自らのこの世の欲望を満たしてくれる神々へと心は傾き、その同じ心を持って、ヤーウェにもより頼もうとする。

もしヤーウェが彼らの望むように応えてくれるならば、ヤーウェも異教の神々と何ら異なることはない。

ヤーウェはイスラエルに律法(トーラー)と戒律(ミツヴァー)を授けたが、これはヤーウェが主であり、ヤーウェの他に神はなく、ヤーウェが救いであることを教えるためである。

このヤーウェの心が分からないならば、たとえ形だけ外面だけ忠実なふりをしても、何の意味もなく、かえってヤーウェでないものをヤーウェと偽ることで周囲を混乱させる、いわば偽(フェイク)礼拝とすらなる。

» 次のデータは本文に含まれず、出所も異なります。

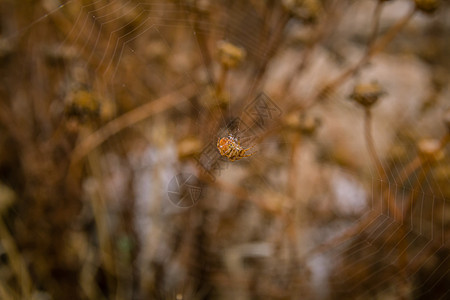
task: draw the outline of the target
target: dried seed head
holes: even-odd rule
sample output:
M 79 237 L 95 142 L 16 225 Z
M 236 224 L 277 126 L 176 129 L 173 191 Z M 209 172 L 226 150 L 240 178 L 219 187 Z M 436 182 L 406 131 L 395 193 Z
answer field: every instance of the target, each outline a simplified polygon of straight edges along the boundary
M 237 47 L 229 42 L 220 41 L 218 44 L 218 55 L 220 63 L 228 68 L 236 68 L 246 56 L 243 48 Z
M 283 0 L 283 6 L 295 17 L 308 23 L 317 21 L 322 6 L 318 0 Z
M 414 2 L 417 9 L 428 14 L 432 14 L 439 7 L 439 0 L 414 0 Z
M 441 143 L 436 139 L 423 139 L 417 144 L 419 153 L 423 159 L 428 161 L 438 161 L 444 158 Z
M 353 88 L 350 98 L 364 107 L 370 107 L 386 93 L 377 82 L 357 84 Z

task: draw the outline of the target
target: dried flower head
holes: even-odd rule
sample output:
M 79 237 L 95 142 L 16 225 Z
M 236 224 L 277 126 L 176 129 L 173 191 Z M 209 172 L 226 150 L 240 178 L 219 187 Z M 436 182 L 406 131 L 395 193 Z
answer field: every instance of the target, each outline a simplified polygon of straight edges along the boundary
M 361 83 L 355 85 L 350 98 L 363 105 L 364 107 L 370 107 L 375 104 L 381 96 L 385 94 L 386 93 L 377 82 Z
M 439 0 L 414 0 L 414 2 L 417 9 L 428 14 L 435 12 L 439 7 Z
M 243 48 L 235 46 L 226 41 L 218 44 L 218 55 L 220 63 L 228 69 L 236 68 L 245 58 L 246 52 Z

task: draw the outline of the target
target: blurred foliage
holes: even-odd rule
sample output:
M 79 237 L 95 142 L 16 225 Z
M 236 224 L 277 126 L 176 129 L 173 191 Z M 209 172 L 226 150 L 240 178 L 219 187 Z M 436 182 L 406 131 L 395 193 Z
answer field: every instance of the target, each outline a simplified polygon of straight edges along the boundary
M 0 299 L 450 297 L 449 16 L 0 0 Z

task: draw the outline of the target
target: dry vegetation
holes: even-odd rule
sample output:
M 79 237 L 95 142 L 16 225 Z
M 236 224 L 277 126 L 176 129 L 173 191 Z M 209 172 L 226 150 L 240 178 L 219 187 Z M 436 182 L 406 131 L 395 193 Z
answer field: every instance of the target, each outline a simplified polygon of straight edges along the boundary
M 448 299 L 440 2 L 0 0 L 0 299 Z

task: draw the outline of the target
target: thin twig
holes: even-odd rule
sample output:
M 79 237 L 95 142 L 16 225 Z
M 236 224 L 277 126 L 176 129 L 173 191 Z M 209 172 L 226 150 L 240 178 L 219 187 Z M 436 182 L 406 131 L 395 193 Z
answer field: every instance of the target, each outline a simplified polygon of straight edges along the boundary
M 195 91 L 196 87 L 194 84 L 187 85 L 178 91 L 139 106 L 105 124 L 75 147 L 72 153 L 71 166 L 79 162 L 89 152 L 100 146 L 114 134 L 185 101 L 187 98 L 191 97 Z

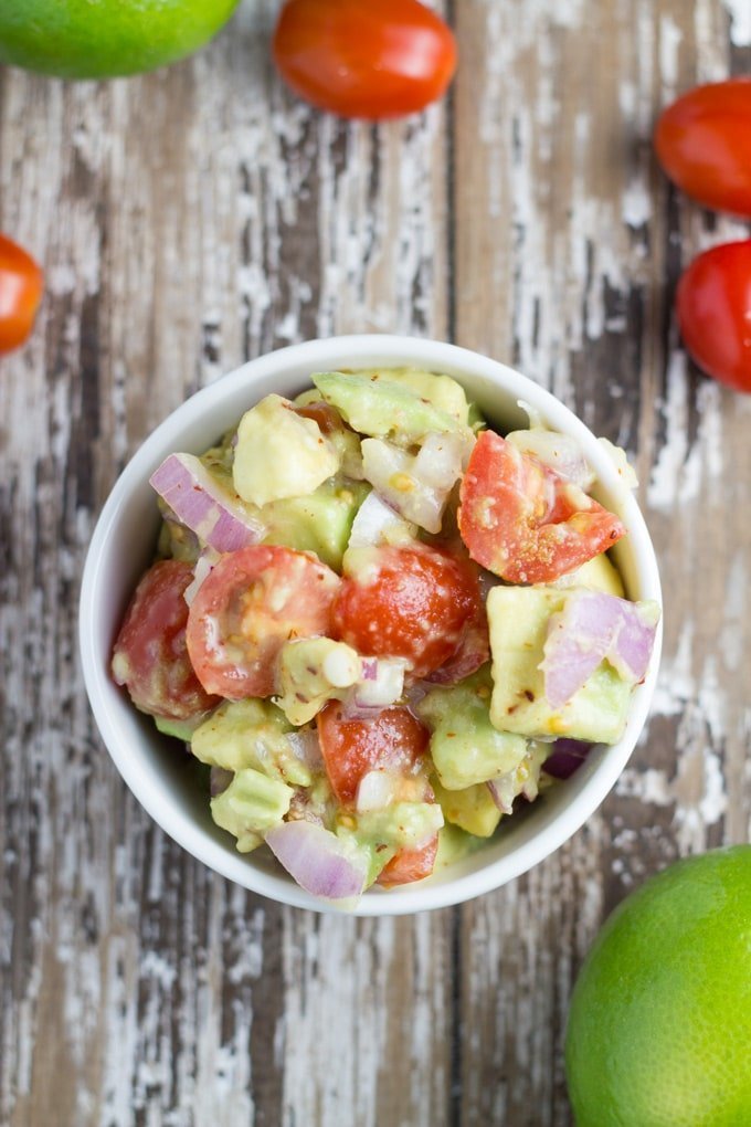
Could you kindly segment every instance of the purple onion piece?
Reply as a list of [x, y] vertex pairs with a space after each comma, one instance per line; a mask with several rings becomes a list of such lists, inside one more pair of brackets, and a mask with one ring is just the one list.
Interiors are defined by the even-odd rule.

現代において、偶像崇拝と呼べるもののうち、その最たるものは、やはり金銭崇拝であろうか。
世界的な金融資本主義、市場原理主義とその支配者たちは新手の神々であろうか。

よかれ悪しかれ、その社会環境の中で生きざるを得ない私達には、できることは少ないが、せめて心だけは、魂だけは、現代の偶像に屈服せず、売り渡すことなく、ヤーウェ、すなわち私達の父なる神の方に向けて、開いておきたいものである。

それはイスラエルの荒野の40年のように、忍耐を要する厳しい期間であるかもしれないが、
父なる神に心を開き続けていれば、御心ならば、いつの日か、必要な場所で、各々の持ち場において、偶像と闘う力もまた与えられるかもしれない、と思うのである。